Well you could use a flash on a sunny day to eliminate harsh shadows. Also, if your flash carries enough power, you can use the sun as a rim light (illuminating from behind the model) while still exposing the face properly. There are many good examples of people using flash during mid day here if you browse the pool.
When a subject is backlit their face is in shadow. If you expose for the face the background becomes badly overexposed.
Using flash allows the photographer to balance the subjects exposure with the background so the background actually becomes slightly underexposed relative to the subject.
That better highlights the subject and provides for subject separation from the background.
You may search for "fill flash technique" in google.

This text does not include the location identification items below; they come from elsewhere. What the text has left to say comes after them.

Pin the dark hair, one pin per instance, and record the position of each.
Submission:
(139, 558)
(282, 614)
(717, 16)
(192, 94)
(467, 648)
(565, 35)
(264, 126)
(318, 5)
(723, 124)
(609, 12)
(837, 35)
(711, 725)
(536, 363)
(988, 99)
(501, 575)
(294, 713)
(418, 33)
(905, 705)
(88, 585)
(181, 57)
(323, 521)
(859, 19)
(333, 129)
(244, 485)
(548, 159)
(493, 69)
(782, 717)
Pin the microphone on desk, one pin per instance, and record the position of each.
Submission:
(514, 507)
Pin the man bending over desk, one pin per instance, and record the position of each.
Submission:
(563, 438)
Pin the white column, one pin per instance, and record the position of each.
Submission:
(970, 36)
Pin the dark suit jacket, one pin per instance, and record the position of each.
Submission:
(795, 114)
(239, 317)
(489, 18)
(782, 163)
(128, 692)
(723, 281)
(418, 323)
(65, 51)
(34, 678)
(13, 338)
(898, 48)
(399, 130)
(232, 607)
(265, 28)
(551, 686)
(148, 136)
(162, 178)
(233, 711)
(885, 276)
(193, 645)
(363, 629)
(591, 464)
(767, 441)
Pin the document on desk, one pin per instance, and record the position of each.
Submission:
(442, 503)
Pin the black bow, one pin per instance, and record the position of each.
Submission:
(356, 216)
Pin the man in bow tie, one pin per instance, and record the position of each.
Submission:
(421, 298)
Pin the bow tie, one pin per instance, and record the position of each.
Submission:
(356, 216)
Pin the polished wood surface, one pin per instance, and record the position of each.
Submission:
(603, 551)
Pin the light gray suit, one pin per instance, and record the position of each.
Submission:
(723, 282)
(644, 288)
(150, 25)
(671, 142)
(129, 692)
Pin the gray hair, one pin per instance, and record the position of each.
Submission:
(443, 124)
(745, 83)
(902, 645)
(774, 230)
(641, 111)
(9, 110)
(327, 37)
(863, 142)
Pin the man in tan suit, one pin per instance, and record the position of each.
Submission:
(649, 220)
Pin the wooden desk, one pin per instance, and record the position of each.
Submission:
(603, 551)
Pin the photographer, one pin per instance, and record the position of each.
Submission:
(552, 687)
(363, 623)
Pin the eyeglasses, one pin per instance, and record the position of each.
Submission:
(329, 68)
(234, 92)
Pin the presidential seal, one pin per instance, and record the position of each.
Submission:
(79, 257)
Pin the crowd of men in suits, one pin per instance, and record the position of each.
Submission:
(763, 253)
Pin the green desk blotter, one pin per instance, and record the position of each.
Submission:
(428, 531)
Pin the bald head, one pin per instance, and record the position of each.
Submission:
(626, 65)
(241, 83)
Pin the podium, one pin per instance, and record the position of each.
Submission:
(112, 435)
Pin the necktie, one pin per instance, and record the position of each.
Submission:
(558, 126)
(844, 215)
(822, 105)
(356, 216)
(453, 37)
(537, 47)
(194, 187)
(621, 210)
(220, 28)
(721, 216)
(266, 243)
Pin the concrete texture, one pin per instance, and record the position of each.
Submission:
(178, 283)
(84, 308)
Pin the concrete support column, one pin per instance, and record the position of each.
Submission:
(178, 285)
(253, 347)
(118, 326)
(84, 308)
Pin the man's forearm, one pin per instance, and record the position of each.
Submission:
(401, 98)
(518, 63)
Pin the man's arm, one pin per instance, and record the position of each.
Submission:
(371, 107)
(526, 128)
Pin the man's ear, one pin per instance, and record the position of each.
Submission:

As mentions, flash is often used in sunny conditions to fill in harsh shadows caused by bright sunlight and also to facilitate a balance between subject and background exposure.
There are some issues to consider though. When shooting outdoors in the sun, it's most likely going to be quite bright, so your 'ambient' exposure settings might be something like F16 & 1/200. That's all well and good, but the flash exposure is dependent on the aperture, and at F16, you will need a rather powerful flash to light up a subject more than a few feet away. You could open the aperture, to gain more flash range/power...but if you do, the shutter speed would have to go up to keep the same ambient exposure. The problem with that, is that you might be exceeding the max flash sync speed of your camera (it's probably 1/200 or 1/250).
The usual procedure for this, is to set your shutter speed at the max sync and then let the aperture fall where it needs to, for your exposure. Then you have to work within your flash's range.